Seems to me more fuel would be consumed by not eating the animals.
From what I said up above, the Athabasca Tar Sands have between 280 to 330 billion barrels worth, but must extract it at an energy efficiency of only 20-30%.
Note that in both places we are talking economically recoverable reserves.
Meat eating bioligist here. Actually Gaspod, Futile Gesture is correct. There is a marked decrease in efficiency as one rises in trophic levels. Plants convert about 10% of the solar energy that hits them into usable energy. Primary consumers (cows) only process 17% of the total energy of the plants they eat, or 1.7% of the available solar energy. Secondary consumers and up (meat eaters) only process 4.5% of the available energy from the trophic level below them.
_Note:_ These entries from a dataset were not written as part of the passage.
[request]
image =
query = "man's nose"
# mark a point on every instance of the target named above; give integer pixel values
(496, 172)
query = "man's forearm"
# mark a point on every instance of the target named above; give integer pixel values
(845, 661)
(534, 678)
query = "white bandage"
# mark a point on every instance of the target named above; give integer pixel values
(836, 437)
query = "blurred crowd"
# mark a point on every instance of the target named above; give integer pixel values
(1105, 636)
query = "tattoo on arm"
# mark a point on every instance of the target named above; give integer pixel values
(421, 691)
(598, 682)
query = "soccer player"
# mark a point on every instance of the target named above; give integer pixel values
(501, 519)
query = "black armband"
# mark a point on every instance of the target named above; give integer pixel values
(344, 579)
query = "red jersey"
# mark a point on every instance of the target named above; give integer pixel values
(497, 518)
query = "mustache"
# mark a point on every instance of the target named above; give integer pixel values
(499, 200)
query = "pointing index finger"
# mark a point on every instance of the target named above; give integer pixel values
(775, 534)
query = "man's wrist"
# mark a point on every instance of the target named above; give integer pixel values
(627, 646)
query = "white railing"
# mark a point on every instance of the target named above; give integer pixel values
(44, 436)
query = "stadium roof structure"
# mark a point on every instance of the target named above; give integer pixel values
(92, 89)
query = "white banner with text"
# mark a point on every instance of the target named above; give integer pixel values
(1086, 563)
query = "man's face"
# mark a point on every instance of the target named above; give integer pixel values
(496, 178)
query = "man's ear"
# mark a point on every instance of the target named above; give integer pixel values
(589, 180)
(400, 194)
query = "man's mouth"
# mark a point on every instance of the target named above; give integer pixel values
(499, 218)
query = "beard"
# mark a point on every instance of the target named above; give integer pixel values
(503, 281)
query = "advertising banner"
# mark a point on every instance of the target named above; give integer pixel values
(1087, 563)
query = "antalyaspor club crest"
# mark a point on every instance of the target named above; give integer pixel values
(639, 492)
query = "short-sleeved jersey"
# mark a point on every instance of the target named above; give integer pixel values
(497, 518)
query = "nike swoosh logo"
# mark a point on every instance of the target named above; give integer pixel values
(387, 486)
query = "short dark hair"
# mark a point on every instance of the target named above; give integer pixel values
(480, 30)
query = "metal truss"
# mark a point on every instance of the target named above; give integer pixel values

Thus, a man eating a cow would harvest 0.0765% of the available solar energy versus 1.7% if he ate the wheat itself. That’s a big difference and backs up futile gesture when he claims that meat is “innefficient”.
…But he’s wrong if he thinks meat is a cause of world hunger. Hunger is currently a problem of distribution rather than production, so the “innefficiency” isn’t really a problem. In fact, cows are good for the distribution part - you can make them walk for miles. Grains don’t walk. Hmm, maybe I’ll grill a T-bone and watch the Louisville game tonight.
-Beeblebrox
The waiter approached. “Would you like to see the menu?” he said, “or would you like to meet the Dish of the Day?”
“Huh?” said Ford.
“Huh?” said Arthur.
“Huh?” said Trillian.
“That’s cool,” said Zaphod, “we’ll meet the meat.”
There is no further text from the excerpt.